Posted Mar 18, 2024 - 14:31 UTC
Update
Our teams have deployed a fix in EMEA region and is now operational, DNSWatch is still experiencing intermittent resolution issues in AMER region and a fix is underway. We apologize for the impact this event has caused. We'll post our next update in 1 hour, if not sooner. As a workaround, customers experiencing errors can switch off DNSWatch.
Posted Mar 18, 2024 - 14:02 UTC
Update
We continue to work on intermitent resolution issues in DNSWatch in EMEA and AMER regions.
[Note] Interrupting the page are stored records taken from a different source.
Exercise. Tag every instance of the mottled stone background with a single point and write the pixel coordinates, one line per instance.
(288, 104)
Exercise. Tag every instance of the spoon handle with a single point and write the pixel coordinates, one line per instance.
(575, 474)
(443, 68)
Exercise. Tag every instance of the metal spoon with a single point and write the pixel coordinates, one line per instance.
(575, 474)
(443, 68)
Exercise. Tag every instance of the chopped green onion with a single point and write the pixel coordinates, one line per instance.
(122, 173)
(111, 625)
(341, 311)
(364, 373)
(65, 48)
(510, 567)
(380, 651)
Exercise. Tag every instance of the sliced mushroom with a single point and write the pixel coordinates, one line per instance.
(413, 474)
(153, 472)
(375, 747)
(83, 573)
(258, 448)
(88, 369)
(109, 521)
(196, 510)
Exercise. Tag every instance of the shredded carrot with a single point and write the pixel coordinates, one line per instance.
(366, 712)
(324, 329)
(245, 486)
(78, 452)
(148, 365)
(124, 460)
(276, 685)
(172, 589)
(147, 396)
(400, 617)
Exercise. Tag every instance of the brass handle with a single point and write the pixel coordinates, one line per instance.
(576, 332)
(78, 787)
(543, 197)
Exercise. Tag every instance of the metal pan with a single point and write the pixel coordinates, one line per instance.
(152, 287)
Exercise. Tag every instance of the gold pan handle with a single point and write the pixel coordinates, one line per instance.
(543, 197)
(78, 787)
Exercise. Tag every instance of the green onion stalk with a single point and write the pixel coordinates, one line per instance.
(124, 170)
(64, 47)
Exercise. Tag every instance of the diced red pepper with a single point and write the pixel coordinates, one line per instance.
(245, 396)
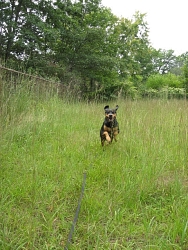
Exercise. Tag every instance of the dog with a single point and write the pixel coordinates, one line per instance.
(110, 126)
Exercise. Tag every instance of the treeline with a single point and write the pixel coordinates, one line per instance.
(82, 44)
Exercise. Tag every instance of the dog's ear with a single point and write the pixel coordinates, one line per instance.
(106, 107)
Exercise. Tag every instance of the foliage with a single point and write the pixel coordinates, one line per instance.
(65, 39)
(158, 81)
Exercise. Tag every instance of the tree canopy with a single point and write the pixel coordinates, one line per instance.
(63, 38)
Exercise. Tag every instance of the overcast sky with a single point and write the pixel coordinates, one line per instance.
(167, 20)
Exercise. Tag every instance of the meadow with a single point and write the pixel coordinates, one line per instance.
(136, 192)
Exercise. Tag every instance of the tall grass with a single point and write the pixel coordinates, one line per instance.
(136, 189)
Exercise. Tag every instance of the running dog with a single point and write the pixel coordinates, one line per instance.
(110, 127)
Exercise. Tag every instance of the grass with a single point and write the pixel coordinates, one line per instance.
(136, 189)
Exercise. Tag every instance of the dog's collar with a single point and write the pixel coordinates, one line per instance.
(110, 124)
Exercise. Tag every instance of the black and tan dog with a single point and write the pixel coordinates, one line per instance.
(110, 127)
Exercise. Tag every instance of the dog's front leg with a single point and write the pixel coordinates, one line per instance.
(115, 133)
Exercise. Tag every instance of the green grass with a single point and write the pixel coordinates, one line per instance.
(136, 194)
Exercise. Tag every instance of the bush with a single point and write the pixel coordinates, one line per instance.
(159, 81)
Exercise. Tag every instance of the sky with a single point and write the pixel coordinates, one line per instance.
(167, 20)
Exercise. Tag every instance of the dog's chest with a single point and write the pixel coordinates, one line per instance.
(109, 127)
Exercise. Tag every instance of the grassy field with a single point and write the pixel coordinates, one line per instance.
(136, 193)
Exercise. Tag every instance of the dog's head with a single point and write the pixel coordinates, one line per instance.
(110, 114)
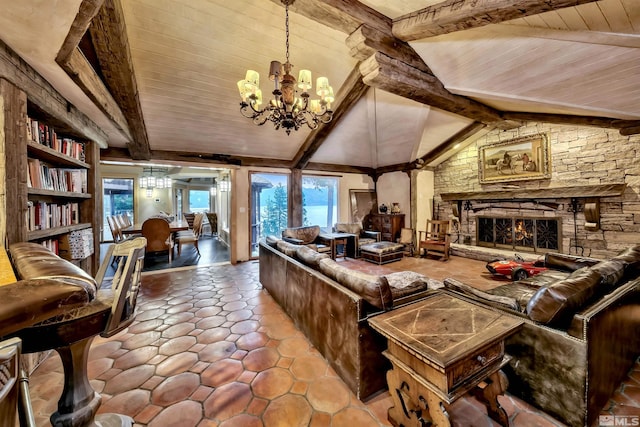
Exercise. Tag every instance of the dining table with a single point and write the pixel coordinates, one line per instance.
(173, 227)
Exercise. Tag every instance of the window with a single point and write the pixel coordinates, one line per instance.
(268, 206)
(199, 201)
(117, 199)
(320, 201)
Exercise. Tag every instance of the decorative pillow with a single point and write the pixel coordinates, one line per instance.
(272, 240)
(480, 296)
(631, 258)
(611, 271)
(373, 289)
(310, 257)
(556, 304)
(287, 248)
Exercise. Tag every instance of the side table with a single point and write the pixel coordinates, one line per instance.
(441, 348)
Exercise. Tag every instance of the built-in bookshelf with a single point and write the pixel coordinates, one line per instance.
(57, 184)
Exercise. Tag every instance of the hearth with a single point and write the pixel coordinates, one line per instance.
(519, 233)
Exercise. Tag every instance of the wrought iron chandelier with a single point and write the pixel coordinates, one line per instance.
(285, 109)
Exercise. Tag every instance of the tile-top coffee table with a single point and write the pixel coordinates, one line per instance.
(441, 348)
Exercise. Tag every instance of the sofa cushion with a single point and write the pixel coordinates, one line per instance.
(373, 289)
(405, 283)
(481, 296)
(287, 248)
(631, 259)
(310, 257)
(557, 303)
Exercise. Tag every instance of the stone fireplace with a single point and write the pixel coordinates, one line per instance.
(519, 233)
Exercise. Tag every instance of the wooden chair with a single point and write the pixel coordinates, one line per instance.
(436, 238)
(115, 229)
(213, 222)
(158, 235)
(15, 402)
(407, 238)
(191, 236)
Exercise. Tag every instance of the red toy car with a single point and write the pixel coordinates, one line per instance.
(517, 268)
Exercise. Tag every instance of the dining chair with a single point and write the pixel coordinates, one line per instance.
(191, 236)
(436, 238)
(158, 235)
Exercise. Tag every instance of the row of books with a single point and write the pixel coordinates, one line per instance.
(52, 244)
(43, 215)
(43, 176)
(44, 134)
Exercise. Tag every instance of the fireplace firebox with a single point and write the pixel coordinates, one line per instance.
(519, 233)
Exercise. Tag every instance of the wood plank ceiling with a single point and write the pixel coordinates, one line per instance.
(415, 77)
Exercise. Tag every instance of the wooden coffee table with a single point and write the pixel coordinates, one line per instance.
(441, 348)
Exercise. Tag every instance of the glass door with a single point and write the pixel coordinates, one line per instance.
(117, 199)
(268, 206)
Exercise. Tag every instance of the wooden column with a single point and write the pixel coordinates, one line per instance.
(14, 113)
(295, 198)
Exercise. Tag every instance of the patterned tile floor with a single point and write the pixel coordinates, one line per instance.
(209, 347)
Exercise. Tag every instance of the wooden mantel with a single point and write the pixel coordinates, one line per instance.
(578, 191)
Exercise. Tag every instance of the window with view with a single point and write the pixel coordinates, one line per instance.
(320, 201)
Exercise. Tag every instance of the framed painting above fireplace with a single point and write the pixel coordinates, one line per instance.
(517, 159)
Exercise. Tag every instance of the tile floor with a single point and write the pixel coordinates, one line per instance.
(210, 347)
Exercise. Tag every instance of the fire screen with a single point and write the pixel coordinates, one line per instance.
(531, 234)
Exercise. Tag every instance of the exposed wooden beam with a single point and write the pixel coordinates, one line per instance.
(456, 15)
(366, 41)
(108, 33)
(121, 154)
(81, 72)
(447, 145)
(392, 75)
(341, 15)
(626, 127)
(329, 167)
(17, 71)
(87, 11)
(350, 92)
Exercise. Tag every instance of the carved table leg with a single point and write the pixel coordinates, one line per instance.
(488, 392)
(79, 402)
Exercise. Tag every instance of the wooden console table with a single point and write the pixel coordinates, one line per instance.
(441, 348)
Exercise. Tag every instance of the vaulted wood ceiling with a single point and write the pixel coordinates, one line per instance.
(414, 77)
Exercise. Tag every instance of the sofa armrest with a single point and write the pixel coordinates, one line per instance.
(371, 234)
(293, 240)
(27, 302)
(619, 296)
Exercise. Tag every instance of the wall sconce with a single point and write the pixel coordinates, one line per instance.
(214, 189)
(225, 185)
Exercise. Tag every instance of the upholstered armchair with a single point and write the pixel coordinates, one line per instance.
(363, 237)
(307, 236)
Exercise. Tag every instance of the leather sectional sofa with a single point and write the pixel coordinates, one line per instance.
(580, 336)
(330, 304)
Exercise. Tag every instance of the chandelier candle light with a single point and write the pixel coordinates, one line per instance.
(285, 109)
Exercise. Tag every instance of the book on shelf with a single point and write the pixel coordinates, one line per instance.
(42, 175)
(43, 215)
(46, 135)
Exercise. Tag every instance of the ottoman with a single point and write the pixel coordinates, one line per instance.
(382, 252)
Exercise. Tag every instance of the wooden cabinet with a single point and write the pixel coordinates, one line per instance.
(389, 225)
(51, 181)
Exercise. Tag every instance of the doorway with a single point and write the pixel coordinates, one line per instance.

Our teams are working to restore normal operations and we apologize for the impact this event has caused. We'll post our next update in 1 hour, if not sooner. As a workaround, customers experiencing errors can switch off DNSWatch.
Posted Mar 18, 2024 - 12:37 UTC
Identified
We continue to work on DNSWatch DNS resolution issues in EMEA. Our teams are working to restore normal operations and we apologize for the impact this event has caused. We'll post our next update in 1 hour, if not sooner. As a workaround, customers experiencing errors can switch off DNSWatch.
Posted Mar 18, 2024 - 12:02 UTC
Update
AMER resolvers are operational. We continue with issues in EMEA. Please check back in 1 hour for updates. As a workaround, customers experiencing errors can switch off DNSWatch. Thanks for your patience.
Posted Mar 18, 2024 - 11:01 UTC
Investigating
We are currently experiencing issues with our DNS server resolvers in EMEA and AMER. As a workaround, customers experiencing errors can switch off DNSWatch.
Posted Mar 18, 2024 - 10:26 UTC
This incident affected: DNSWatch:::AMER (DNS:::AMER) and DNSWatch:::EMEA (DNS:::EMEA).